In this Q&A, Marlowe discusses how COVID-19 and inflation have impacted infrastructure, as well as attempts to stretch the definition of what is considered infrastructure.

What is the status of work planned under the infrastructure program? Are we seeing shovels in the ground?

Some projects are underway. In June, the White House reported that $110 billion has been released and work has started on more than 4,000 projects. Most jurisdictions are at the point where they have identified projects for the federal money and are going out into the market, trying to hire contractors and get shovels in the ground. But that’s created a serious challenge: It’s hard to find folks to do projects. Contractors are experiencing the same tight labor market that everybody else is experiencing. We’ve even heard a few examples of jurisdictions getting exceptions to competitive contracting simply because there simply are not enough contractors to bid on so many different projects.

The sheer size of this funding is something local officials haven’t dealt with in some time. What issues, other than a tight labor market, are they navigating?

The simple answer is trying to spend a lot of money in a period of tremendous uncertainty and on a tight timeline.

Most jurisdictions have a 5- or 10- or even 20-year capital improvement plan but that was before COVID. Now, the question they’re asking themselves is how have our infrastructure needs changed? What forward-looking capital improvements will be important post-COVID? At the same time, the federal government is requiring thorough reporting and transparency on how the money is spent. But those reporting requirements remain a bit of a moving target. Questions still exist about what exactly needs to be reported and how much scrutiny that reporting will receive.

And the federal government, driven at least in part by election concerns, wants to see projects underway and completed as soon as possible, which is why the government is pushing local and state jurisdictions to spend the money quickly—by the end of fiscal 2023 or into 2024.
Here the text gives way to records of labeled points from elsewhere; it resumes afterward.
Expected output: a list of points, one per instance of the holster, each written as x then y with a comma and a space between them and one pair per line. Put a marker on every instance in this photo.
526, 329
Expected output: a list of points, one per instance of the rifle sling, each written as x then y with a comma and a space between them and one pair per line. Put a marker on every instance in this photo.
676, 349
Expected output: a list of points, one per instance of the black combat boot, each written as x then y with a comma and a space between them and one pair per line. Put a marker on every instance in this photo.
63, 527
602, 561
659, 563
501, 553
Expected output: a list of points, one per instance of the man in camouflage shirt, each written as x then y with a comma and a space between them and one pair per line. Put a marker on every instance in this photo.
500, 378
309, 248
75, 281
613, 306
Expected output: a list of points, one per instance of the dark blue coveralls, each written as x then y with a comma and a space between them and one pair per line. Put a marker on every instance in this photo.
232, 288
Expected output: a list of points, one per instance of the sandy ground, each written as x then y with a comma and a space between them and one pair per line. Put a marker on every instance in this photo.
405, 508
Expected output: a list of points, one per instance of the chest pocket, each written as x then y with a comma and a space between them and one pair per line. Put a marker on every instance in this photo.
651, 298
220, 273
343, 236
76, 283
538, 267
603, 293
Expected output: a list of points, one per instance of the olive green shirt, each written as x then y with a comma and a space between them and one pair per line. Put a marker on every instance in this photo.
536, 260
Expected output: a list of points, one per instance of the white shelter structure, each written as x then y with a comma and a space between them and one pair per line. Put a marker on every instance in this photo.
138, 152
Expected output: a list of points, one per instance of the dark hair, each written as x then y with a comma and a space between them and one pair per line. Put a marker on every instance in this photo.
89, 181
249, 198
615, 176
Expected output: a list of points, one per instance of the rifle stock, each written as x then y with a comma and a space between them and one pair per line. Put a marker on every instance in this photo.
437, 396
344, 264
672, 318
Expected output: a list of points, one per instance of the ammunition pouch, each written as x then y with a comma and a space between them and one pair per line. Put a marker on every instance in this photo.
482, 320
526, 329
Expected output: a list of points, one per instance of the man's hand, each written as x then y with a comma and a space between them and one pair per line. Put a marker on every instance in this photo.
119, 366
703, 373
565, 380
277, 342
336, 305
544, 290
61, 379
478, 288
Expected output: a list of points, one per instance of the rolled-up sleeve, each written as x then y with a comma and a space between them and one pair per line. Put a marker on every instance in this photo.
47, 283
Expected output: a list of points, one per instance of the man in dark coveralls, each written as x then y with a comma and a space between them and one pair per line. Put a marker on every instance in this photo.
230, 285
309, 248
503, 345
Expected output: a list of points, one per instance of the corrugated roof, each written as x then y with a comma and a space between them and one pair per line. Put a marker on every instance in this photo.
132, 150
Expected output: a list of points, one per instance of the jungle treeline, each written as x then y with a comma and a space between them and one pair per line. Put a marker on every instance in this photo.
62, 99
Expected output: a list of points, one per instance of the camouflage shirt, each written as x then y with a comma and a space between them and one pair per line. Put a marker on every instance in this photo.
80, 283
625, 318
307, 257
Another aspect of this that doesn’t get nearly enough attention is whether the state, county and local jurisdictions can use the federal dollars to upgrade their internal information technology that, in many places, dates back to 1992. They’re still using it to run things like payroll, accounts and HR systems. It’s kind of frightening. Now, with increasing demands for transparency and citizen engagement; with the need to allow employees to work from home, many of those systems are lacking.

But it’s unclear if federal infrastructure dollars can be used to upgrade those systems. Some local governments have decided to spend the money for those improvements and ask for forgiveness later; others are waiting for guidance.

How does this federally funded infrastructure work affect capital improvements already planned in local jurisdictions?

It’s a dilemma jurisdictions face whenever a bundle of money for public improvement suddenly becomes available. Often that money arrives with a clear set of directions on how it should be spent, which is the case with a sizable chunk of funds in this bill. Those projects may not be priorities for a given state or municipality.

But often those projects get built merely because that clear, robust revenue stream exists for them and completing them is relatively straightforward. Meanwhile, higher priorities don’t get done.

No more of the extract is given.